Rose spun out her meal for well over two hours. By then Manfredi’s was quiet, the cheerful arguers reduced to sports grumblers. She put it to me as I passed her the chit.
“Lovejoy. Moira wants to know if you’ll call. Maybe come round for coffee after work?” She smiled at my hesitation. “She’ll pay the taxi to your hotel.”
“I’m not good with relatives, love.”
“A paying job, Lovejoy. Antique stuff.”
She was speaking confidentially. Nobody else within earshot.
“Fine.”
She slid off the stool. “You remember the address?”
“It’s the only one I know in New York.” She left a tip, to my embarrassment, but Delia barked at me when I demurred.
“We’re taxed eight per cent of our salary, Lovejoy. Refuse a tip, you’re subsidizing Uncle Sam.”
“Thank you, miss,” I called after Rose. A minute later, the elegant woman in the corner also left. No coincidence, not any more. She was Moira all right. But why the secrecy?
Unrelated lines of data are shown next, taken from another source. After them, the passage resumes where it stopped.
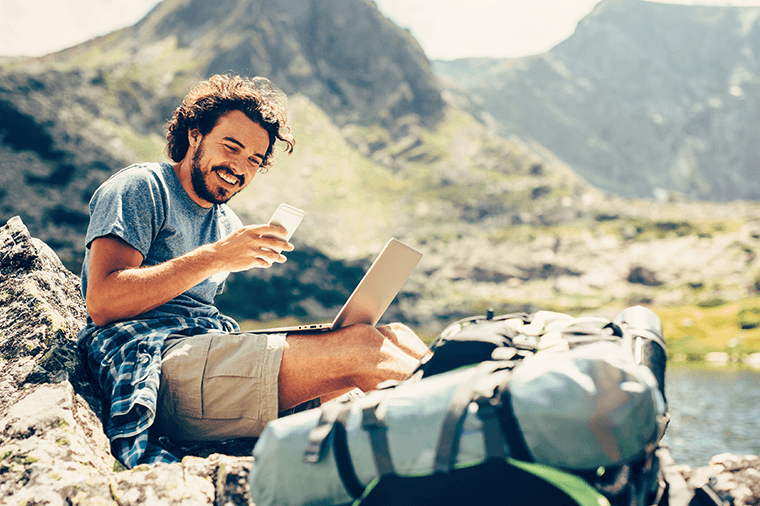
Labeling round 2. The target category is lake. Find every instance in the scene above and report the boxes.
[663,364,760,467]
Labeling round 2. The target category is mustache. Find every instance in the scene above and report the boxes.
[211,165,245,186]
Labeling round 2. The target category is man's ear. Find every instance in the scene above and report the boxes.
[187,128,203,148]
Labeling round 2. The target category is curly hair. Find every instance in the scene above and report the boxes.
[165,75,296,173]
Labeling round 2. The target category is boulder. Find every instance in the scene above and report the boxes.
[0,217,760,506]
[0,217,252,506]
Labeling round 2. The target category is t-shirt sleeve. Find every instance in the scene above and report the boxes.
[85,168,165,258]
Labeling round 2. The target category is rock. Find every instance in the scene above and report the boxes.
[0,217,252,506]
[0,217,760,506]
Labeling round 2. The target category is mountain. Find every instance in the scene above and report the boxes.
[434,0,760,201]
[0,0,760,332]
[0,0,444,265]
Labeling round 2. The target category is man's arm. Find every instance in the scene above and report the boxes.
[86,225,293,326]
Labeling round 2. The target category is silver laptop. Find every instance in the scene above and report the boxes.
[246,239,422,334]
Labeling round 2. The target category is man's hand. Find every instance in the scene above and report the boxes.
[86,224,293,326]
[214,224,293,272]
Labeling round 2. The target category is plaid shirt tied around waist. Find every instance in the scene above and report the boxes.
[78,315,239,468]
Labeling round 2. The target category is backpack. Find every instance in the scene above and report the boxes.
[249,308,666,506]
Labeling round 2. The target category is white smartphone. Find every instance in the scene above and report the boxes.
[262,204,306,253]
[269,204,306,241]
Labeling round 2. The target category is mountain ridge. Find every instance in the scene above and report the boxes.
[434,0,760,201]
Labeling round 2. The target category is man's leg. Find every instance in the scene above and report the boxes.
[278,324,429,411]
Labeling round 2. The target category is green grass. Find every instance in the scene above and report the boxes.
[651,296,760,360]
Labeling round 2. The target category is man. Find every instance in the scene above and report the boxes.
[78,76,427,467]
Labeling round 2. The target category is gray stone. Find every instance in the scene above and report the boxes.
[0,217,252,506]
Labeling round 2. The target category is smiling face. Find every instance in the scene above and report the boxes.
[180,111,269,207]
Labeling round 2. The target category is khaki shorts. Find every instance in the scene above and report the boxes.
[151,332,285,442]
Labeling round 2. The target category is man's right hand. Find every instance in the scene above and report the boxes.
[86,224,293,326]
[214,224,293,272]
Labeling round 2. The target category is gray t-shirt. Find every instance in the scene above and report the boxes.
[82,163,243,318]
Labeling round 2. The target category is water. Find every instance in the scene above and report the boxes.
[663,364,760,467]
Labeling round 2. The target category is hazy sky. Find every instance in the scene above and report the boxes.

What harm could a third job do? I’d already got two. I joked my way towards closing time. Fredo quietly told me he was pleased I’d done well at Mr Aquilina’s, and to leave an hour earlier that night. He looked rough and tired, so I said I’d stay. He insisted. I obeyed.
NINEISH on a wet New York evening isn’t beautiful. I walked carefully, keeping to the well-lit areas as Rose had told me. I saw some old geezer preaching God is Love and was coming to exterminate us. Two blokes were brawling on the pavement with drunken sluggishness. People in doorways start soliciting an hour after dark, demanding change and offering packets of God-knows-what. Taxis always seem to be heading the opposite way.
Odd, but the dozy old man on the hotel counter gave me a greeting, his first ever. Really unnerved, I climbed up to my grotty pad, and found Jennie there. Now, I always keep the room key whenever I’m in a hotel, so she was a surprise.